Ok, so that's the problem, but how could it be fixed? Speculation time:

You want to learn an embedding of the opportunities you have in a given state (or for a given state-action), rather than just its potential rewards. Rewards are too sparse of a signal.

More formally, let's say instead of the Q function, we consider what I would call the Hope function: which given a state-action pair (s, a), gives you a distribution over states it expects to visit, weighted by the rewards it will get. This can still be phrased using the Bellman equation:

Hope(s, a) = rs' + f Hope(s', a')

Where s' is the resulting state that experience has shown comes after s when doing a, f is the discounting factor, and a' is the optimal action in s'.

Because the Hope function is multidimensional, the learning signal is much richer, and one should therefore maybe expects its internal activations to be richer and more flexible in the face of new experience.

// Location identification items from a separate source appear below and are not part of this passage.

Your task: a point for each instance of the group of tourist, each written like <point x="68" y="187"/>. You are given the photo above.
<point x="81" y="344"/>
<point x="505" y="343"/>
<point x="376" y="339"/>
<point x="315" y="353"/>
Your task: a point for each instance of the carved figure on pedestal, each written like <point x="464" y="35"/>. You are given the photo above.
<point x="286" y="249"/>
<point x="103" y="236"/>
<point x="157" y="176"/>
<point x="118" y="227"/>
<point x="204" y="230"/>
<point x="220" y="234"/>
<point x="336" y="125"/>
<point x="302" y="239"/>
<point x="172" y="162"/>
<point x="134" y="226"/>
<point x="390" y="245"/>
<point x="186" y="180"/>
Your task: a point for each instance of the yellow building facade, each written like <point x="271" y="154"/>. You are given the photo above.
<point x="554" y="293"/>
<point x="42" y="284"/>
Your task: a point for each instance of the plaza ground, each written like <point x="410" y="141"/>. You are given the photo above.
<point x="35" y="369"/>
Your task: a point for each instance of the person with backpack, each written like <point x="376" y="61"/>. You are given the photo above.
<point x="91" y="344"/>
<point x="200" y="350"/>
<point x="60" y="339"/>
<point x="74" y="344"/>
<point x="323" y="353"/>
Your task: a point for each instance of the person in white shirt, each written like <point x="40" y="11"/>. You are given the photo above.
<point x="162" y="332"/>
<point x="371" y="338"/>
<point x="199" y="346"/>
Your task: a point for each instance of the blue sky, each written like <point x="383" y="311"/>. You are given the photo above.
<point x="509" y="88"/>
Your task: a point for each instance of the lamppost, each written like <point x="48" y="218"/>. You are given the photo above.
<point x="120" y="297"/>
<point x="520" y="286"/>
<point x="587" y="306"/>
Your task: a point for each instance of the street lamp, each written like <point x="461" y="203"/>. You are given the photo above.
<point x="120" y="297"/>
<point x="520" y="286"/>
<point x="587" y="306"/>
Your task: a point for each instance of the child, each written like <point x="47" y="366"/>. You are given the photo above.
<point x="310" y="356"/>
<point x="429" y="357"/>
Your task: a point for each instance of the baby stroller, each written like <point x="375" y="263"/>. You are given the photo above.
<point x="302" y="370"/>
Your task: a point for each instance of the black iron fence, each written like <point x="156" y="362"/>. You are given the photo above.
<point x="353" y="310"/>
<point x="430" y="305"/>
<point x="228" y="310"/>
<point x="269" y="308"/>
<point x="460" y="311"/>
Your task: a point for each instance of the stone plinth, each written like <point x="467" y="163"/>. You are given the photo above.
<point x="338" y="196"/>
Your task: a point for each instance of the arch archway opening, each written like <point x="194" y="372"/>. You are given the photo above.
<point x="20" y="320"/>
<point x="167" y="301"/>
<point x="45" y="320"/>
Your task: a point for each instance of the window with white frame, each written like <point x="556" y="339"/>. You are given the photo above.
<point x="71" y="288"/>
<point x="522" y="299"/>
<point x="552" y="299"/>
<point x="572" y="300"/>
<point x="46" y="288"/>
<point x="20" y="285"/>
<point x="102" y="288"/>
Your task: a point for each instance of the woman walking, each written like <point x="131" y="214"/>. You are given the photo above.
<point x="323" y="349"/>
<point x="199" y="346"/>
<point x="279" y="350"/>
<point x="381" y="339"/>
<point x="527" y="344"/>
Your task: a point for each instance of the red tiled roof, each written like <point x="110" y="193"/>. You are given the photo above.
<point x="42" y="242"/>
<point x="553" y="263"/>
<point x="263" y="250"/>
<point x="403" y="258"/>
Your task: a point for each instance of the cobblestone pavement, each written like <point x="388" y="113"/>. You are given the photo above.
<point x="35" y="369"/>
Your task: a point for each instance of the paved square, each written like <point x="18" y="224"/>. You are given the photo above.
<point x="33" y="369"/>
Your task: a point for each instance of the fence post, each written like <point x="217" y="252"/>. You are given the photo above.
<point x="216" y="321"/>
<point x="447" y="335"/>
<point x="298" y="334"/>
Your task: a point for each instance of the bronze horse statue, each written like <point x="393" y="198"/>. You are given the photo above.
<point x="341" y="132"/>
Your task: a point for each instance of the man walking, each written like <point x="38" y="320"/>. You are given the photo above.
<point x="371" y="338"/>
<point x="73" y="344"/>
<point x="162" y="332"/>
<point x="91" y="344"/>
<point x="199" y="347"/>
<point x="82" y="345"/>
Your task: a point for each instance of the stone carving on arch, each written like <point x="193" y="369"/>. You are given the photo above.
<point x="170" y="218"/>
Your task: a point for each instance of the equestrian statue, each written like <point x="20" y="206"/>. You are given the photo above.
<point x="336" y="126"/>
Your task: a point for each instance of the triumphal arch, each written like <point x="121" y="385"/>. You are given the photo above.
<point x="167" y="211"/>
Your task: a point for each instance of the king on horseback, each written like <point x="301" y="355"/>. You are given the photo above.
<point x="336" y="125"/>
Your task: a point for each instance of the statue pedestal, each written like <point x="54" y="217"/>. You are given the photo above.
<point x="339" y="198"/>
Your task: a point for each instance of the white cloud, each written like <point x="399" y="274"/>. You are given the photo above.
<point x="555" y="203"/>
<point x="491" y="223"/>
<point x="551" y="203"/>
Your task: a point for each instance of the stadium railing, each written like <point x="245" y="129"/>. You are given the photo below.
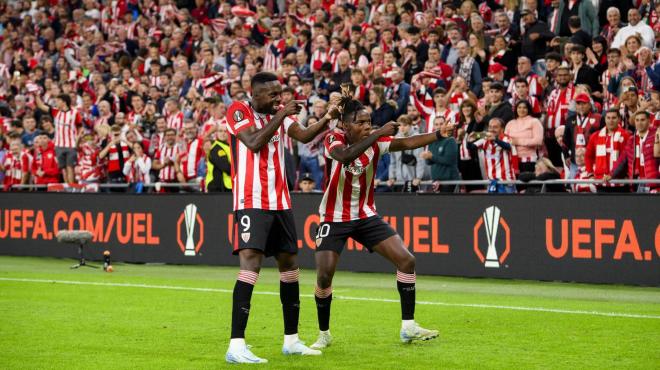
<point x="457" y="183"/>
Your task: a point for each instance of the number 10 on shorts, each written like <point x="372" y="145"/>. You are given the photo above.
<point x="323" y="231"/>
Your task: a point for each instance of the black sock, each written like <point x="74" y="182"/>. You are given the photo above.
<point x="405" y="284"/>
<point x="241" y="308"/>
<point x="290" y="298"/>
<point x="323" y="311"/>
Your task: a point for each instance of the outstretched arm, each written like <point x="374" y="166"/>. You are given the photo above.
<point x="305" y="135"/>
<point x="347" y="154"/>
<point x="255" y="139"/>
<point x="413" y="142"/>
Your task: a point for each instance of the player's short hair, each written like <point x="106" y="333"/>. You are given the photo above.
<point x="615" y="111"/>
<point x="521" y="80"/>
<point x="348" y="106"/>
<point x="614" y="51"/>
<point x="262" y="78"/>
<point x="66" y="99"/>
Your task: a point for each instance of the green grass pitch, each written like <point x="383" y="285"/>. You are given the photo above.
<point x="178" y="317"/>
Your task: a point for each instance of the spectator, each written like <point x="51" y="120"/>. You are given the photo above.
<point x="604" y="149"/>
<point x="442" y="156"/>
<point x="404" y="165"/>
<point x="579" y="128"/>
<point x="88" y="170"/>
<point x="167" y="160"/>
<point x="635" y="27"/>
<point x="192" y="151"/>
<point x="44" y="167"/>
<point x="66" y="123"/>
<point x="30" y="131"/>
<point x="585" y="13"/>
<point x="583" y="73"/>
<point x="137" y="167"/>
<point x="310" y="153"/>
<point x="399" y="92"/>
<point x="526" y="134"/>
<point x="117" y="151"/>
<point x="498" y="155"/>
<point x="218" y="163"/>
<point x="638" y="160"/>
<point x="543" y="170"/>
<point x="467" y="67"/>
<point x="499" y="108"/>
<point x="382" y="111"/>
<point x="614" y="23"/>
<point x="582" y="174"/>
<point x="468" y="158"/>
<point x="535" y="37"/>
<point x="17" y="164"/>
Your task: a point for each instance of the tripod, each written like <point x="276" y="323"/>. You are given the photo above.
<point x="81" y="259"/>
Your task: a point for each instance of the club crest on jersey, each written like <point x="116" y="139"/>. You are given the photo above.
<point x="354" y="170"/>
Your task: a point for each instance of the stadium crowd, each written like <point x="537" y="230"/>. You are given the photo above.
<point x="135" y="91"/>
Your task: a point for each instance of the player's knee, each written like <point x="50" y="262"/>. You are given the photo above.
<point x="324" y="279"/>
<point x="407" y="264"/>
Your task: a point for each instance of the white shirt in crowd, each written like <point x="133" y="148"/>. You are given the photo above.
<point x="643" y="29"/>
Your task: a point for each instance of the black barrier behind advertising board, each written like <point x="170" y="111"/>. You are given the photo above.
<point x="590" y="238"/>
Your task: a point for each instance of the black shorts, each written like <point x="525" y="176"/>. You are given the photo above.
<point x="271" y="232"/>
<point x="332" y="236"/>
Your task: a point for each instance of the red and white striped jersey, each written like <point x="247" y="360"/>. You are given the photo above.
<point x="532" y="100"/>
<point x="175" y="121"/>
<point x="349" y="194"/>
<point x="66" y="127"/>
<point x="167" y="173"/>
<point x="500" y="164"/>
<point x="212" y="123"/>
<point x="557" y="107"/>
<point x="103" y="120"/>
<point x="318" y="58"/>
<point x="274" y="52"/>
<point x="535" y="88"/>
<point x="193" y="154"/>
<point x="15" y="167"/>
<point x="114" y="164"/>
<point x="258" y="178"/>
<point x="88" y="169"/>
<point x="450" y="116"/>
<point x="138" y="170"/>
<point x="155" y="81"/>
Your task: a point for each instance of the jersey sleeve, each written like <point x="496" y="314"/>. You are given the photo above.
<point x="384" y="144"/>
<point x="239" y="118"/>
<point x="332" y="140"/>
<point x="480" y="143"/>
<point x="288" y="121"/>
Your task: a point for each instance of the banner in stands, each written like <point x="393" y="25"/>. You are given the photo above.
<point x="590" y="238"/>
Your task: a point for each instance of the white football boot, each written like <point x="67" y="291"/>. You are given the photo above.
<point x="415" y="332"/>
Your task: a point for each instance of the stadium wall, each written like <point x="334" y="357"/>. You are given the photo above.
<point x="588" y="238"/>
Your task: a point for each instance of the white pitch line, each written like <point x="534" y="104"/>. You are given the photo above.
<point x="348" y="298"/>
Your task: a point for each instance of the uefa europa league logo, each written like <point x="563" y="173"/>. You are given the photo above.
<point x="190" y="213"/>
<point x="491" y="218"/>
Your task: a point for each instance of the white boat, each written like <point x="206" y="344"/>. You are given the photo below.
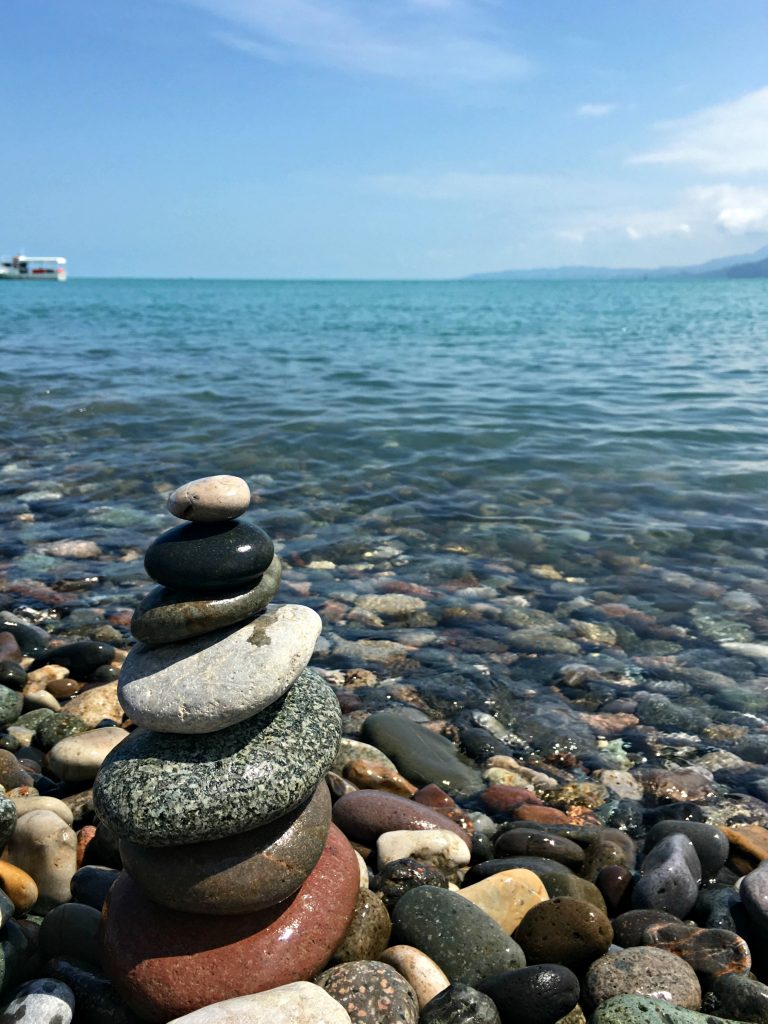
<point x="34" y="268"/>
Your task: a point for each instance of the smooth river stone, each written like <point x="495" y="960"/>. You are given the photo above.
<point x="238" y="875"/>
<point x="209" y="557"/>
<point x="421" y="756"/>
<point x="210" y="499"/>
<point x="168" y="616"/>
<point x="211" y="682"/>
<point x="165" y="963"/>
<point x="164" y="790"/>
<point x="365" y="815"/>
<point x="463" y="940"/>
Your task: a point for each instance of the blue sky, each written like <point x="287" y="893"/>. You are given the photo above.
<point x="382" y="138"/>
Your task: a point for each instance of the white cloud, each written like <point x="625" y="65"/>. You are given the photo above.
<point x="595" y="110"/>
<point x="729" y="138"/>
<point x="421" y="40"/>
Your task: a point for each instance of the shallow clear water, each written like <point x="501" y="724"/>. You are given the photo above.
<point x="555" y="441"/>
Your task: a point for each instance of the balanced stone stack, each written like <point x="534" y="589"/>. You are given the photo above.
<point x="235" y="880"/>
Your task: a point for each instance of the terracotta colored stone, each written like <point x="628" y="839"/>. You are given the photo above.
<point x="544" y="815"/>
<point x="165" y="964"/>
<point x="363" y="816"/>
<point x="238" y="875"/>
<point x="18" y="886"/>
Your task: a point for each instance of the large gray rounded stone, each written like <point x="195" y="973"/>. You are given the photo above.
<point x="168" y="790"/>
<point x="214" y="681"/>
<point x="237" y="875"/>
<point x="168" y="615"/>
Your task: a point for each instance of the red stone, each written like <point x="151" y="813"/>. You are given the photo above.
<point x="165" y="964"/>
<point x="363" y="816"/>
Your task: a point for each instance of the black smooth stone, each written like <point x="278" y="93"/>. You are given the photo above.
<point x="210" y="557"/>
<point x="540" y="994"/>
<point x="12" y="675"/>
<point x="82" y="657"/>
<point x="460" y="1005"/>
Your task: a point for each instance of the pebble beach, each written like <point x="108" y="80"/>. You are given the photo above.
<point x="399" y="747"/>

Here's another thing to notice: let's say for the policy, we use the Hope function as a target to feed into a decision transformer. We now have a natural parameterization for the policy, based on which Hope it pursues.

In particular, we could define another function, maybe called the Result function, which in addition to s and a takes a target distribution w as a parameter, subject to the Bellman equation:

Result(s, a, w) = rs' + f Result(s', a', (w-rs')/f)

Where a' is the action recommended by the decision transformer when asked to achieve (w-rs')/f from state s'.

This Result function ought to be invariant under many changes in policy, which should make it more stable to learn, boosting capabilities. Furthermore it seems like a win for interpretability and alignment as it gives greater feedback on how the AI intends to earn rewards, and better ability to control those rewards.

An obvious challenge with this proposal is that states are really latent variables and also too complex to learn distributions over. While this is true, that seems like an orthogonal problem to solve.

Also this mindset seems to pave way for other approaches, e.g. you could maybe have a Halfway function that factors an ambitious hope into smaller ones or something. Though it's a bit tricky because one needs to distinguish correlation and causation.